Pull out your tax records. Yes, the IRS is auditing taxes for 2005 which seems like ages ago. You do keep records going back for many years, right? That’s good, because you’ll want to examine your return for that year and check all of your receipts. If records are missing or lost, get new copies ASAP.

Examine everything closely. Be prepared to explain everything on your tax return line by line. Put yourself in the shoes of your IRS auditor: does every deduction pass scrutiny? You may not recall why you took $13,000 in charitable deductions that year, but you will soon need to show proof of same. In the Jan. 15, 2004 issue of “USA Today,” Thomas A. Fogarty warned that taxpayers sometimes wildly inflate the value of donated property. Hunt down receipts to prove everything including the property’s value at the time it was donated.

Seek professional guidance. If you have an especially complicated tax return being audited, then call upon the services of a tax accountant for assistance. Use the same person who completed your return to help you; she may need to join you when you are audited. But be warned: in the Feb. 10, 2002 issue of the “Los Angeles Times,” Liz Pulliam Weston noted that when it comes to bringing along someone for the audit, “only enrolled agents, certified public accountants and tax attorneys are allowed to handle such matters.”

Bring copies, please. Expect that whatever documents you bring with you to your audit may end up being lost or misplaced. In any case, make copies of everything and only bring those copies with you. At the same time you should not bring along extraneous information; you want to stay organized and demonstrate to the auditor that you have a firm grasp of your finances.

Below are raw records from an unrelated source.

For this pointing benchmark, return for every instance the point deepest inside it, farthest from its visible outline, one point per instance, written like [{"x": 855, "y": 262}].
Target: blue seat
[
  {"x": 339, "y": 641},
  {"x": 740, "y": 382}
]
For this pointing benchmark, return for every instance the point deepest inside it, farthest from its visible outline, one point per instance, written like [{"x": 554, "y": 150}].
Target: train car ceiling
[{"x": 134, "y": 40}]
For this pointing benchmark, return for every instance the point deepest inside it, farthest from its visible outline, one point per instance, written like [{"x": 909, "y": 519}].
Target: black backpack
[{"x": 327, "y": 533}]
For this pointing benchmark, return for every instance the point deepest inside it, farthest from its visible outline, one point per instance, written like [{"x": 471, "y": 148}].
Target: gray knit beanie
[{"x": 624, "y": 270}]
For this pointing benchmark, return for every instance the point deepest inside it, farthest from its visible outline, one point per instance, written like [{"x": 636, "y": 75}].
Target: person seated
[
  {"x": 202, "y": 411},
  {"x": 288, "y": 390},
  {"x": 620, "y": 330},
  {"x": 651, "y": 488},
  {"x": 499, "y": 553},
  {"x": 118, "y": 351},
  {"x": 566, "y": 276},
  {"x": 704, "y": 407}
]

Be confident. Know your rights before meeting with the IRS, confidently outlining your case as well. But don’t be cocky; you’re being audited and you need to be prepared to answer the auditor’s questions. Simple “yes” or “no” answers will usually suffice; talk too much and you may raise the auditor’s suspicions that you are hiding something.

The End

If the auditor proposes changes to your return and you accept them, then the audit is over. You may owe additional taxes and penalties, but audits are officially concluded once both parties come to an agreement. If you want to appeal the IRS’ decision, there are certain procedures you should follow as outlined in the IRS article, “The IRS (Examination) Process.”